Good frame extraction balances both to get meaningful frames without overload.

What Good vs Bad Metrics Look Like for Frame Extraction
  • Good: Precision and Recall both above 80%, F1 score high, frames well represent video content.
  • Bad: Precision below 50% (too many useless frames), or Recall below 50% (missing key frames).
  • Too many extracted frames (high FP) means wasted storage and processing.
  • Too few extracted frames (high FN) means loss of important information.
Common Pitfalls in Frame Extraction Metrics
  • Accuracy Paradox: If most frames are not important, a naive method that extracts none can have high accuracy but zero recall.
  • Data Leakage: Using future frames to decide current frame extraction can give unrealistically good metrics.
  • Overfitting: Extracting frames that only fit training videos but fail on new videos.
  • Ignoring Temporal Context: Extracting frames without considering video flow can miss important changes.
Self Check: Your model has 98% accuracy but 12% recall on important frames. Is it good?

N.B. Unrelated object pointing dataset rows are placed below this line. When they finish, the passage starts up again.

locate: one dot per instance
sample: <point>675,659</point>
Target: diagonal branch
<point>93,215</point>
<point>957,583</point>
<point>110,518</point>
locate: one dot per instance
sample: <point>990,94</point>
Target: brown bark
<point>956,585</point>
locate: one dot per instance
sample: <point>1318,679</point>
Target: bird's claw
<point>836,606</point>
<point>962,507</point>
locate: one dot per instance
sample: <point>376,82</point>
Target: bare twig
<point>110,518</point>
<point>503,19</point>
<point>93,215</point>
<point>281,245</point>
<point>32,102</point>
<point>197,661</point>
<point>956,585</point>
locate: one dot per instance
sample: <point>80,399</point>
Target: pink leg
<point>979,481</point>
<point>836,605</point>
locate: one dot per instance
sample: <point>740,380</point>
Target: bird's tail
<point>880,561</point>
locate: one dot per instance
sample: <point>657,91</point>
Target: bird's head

No, it is not good. The high accuracy likely comes from correctly ignoring many unimportant frames (TN), but the very low recall means it misses most important frames. This defeats the purpose of frame extraction, which is to capture key frames. You should improve recall even if accuracy drops.

Key Result
High recall and precision together ensure frame extraction captures key frames without too many extras.